Diseño gráfico y cultura sostenible: creatividad al servicio del cambio social

El diseño gráfico ha dejado de ser únicamente una disciplina asociada a la estética para consolidarse como una herramienta estratégica de transformación social. En un contexto marcado por la crisis climática, la sobreinformación y los desafíos culturales contemporáneos, la comunicación visual se posiciona como un motor capaz de influir en comportamientos, fortalecer identidades locales y promover una cultura sostenible.

“El arte y el diseño van de la mano con las causas sociales. Siempre han acompañado las luchas desde el inicio de la historia”, afirmó Jorge Gamboa, diseñador mexicano reconocido internacionalmente por su icónico cartel Planet or Plastic?, durante su participación en la Bienal del Cartel Bolivia (BICeBé). Para el creador, la imagen tiene la capacidad de “hacer visible lo invisible” y convertirse en catalizador de conciencia colectiva.

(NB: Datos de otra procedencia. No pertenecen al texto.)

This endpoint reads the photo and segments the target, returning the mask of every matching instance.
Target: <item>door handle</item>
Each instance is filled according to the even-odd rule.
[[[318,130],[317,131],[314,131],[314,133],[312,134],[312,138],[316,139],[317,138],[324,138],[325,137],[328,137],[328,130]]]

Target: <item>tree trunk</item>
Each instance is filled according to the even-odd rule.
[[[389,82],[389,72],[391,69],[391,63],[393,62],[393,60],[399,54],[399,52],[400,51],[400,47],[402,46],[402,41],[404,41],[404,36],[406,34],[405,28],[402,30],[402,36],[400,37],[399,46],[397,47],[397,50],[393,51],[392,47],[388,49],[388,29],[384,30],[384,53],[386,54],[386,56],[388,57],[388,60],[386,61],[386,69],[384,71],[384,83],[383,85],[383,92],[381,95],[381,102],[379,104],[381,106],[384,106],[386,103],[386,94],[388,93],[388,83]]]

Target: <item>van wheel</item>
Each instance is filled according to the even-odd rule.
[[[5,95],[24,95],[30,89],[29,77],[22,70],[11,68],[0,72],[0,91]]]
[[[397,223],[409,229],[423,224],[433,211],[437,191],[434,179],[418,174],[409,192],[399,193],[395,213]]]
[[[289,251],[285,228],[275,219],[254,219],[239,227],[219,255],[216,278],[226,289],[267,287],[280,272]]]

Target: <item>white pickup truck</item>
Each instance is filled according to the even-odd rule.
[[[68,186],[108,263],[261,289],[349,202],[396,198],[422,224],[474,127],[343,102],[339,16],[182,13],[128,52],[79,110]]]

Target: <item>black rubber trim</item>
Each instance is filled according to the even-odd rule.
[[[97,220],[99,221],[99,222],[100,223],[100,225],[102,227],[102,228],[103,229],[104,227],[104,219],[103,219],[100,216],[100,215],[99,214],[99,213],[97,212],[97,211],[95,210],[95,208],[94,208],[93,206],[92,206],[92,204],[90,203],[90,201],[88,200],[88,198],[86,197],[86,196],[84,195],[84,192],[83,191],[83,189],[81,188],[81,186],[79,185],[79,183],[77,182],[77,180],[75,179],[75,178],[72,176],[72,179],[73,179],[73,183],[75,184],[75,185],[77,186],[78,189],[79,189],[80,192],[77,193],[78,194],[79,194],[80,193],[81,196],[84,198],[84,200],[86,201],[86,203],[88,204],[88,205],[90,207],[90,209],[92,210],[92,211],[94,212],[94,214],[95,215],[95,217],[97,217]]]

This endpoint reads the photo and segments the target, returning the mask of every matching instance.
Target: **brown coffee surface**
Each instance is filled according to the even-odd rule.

Su obra más emblemática —una bolsa de plástico convertida en iceberg— fue portada de National Geographic y se transformó en símbolo global contra la contaminación oceánica. “Si una imagen logra que alguien piense dos veces antes de usar una botella plástica, ya provocó un cambio”, sostuvo Gamboa, al destacar el poder inmediato del lenguaje visual.

Desde esta perspectiva, el diseño gráfico no solo comunica: construye narrativas que inciden en decisiones individuales y dinámicas sociales. En palabras de Iyorbanka Cuiza, directora de la carrera de Diseño Gráfico y Producción Crossmedia de la Universidad Franz Tamayo (Unifranz), “el diseño gráfico no solo se trata de hacer cosas llamativas o bonitas; es una herramienta fundamental de comunicación visual que influye en cómo entendemos y reaccionamos ante el mundo”. En una “era visual”, añade, prescindir del diseño sería como “navegar sin brújula en un mar de confusión”.

La sostenibilidad cultural también se construye desde la identidad. Alejandro Bayá, docente de la misma carrera, subraya que el diseño “potencia un mundo mucho más organizado” al crear flujos y conexiones que permiten a las personas relacionarse con plataformas, mensajes y entornos de manera clara y funcional. En ese ordenamiento visual también se fortalece el sentido de pertenencia y la apropiación cultural.

Un ejemplo concreto de cómo la creatividad universitaria puede convertirse en acción social es la campaña Salva su historia, desarrollada por estudiantes de Unifranz. La iniciativa abordó problemáticas como el sharenting, el ciberacoso y el insomnio digital a través de experiencias inmersivas, ilustraciones con realidad aumentada y narrativas interactivas.

“El sharenting es una problemática social. Como los niños aún no pueden decidir sobre su historia, propusimos ilustraciones que invitan a los padres a reflexionar sobre lo que publican”, explicó la estudiante Rizely Huaman. La campaña integró además cuentos didácticos y espacios de expresión artística para promover el autocuidado infantil, demostrando que el diseño puede educar y generar impacto tangible.

En otra iniciativa, estudiantes de la carrera diseñaron manuales de identidad corporativa y propuestas de packaging para 15 emprendimientos bolivianos en alianza con organizaciones sociales. El proyecto fortaleció marcas locales y contribuyó a reducir la contaminación visual genérica, reafirmando que el diseño estratégico también impulsa economías sostenibles.

Para Gamboa, la clave está en la autenticidad y la conexión con el entorno. “Cuando quieras dar un mensaje fuerte y eficaz, sé lo más honesto posible. La conexión con tu entorno es la forma más sincera de comunicar”, recomendó a los jóvenes diseñadores. En tiempos de crisis ambiental y transformación digital, esa honestidad creativa se convierte en una forma de resistencia y propuesta.

Así, el diseño gráfico emerge como un idioma universal que articula cultura, tecnología e innovación con propósito social. Desde campañas ambientales hasta proyectos educativos y emprendimientos locales, la creatividad visual demuestra que puede ser una fuerza transformadora. Más que una profesión, el diseño es hoy una práctica cultural capaz de imaginar futuros más conscientes, inclusivos y sostenibles.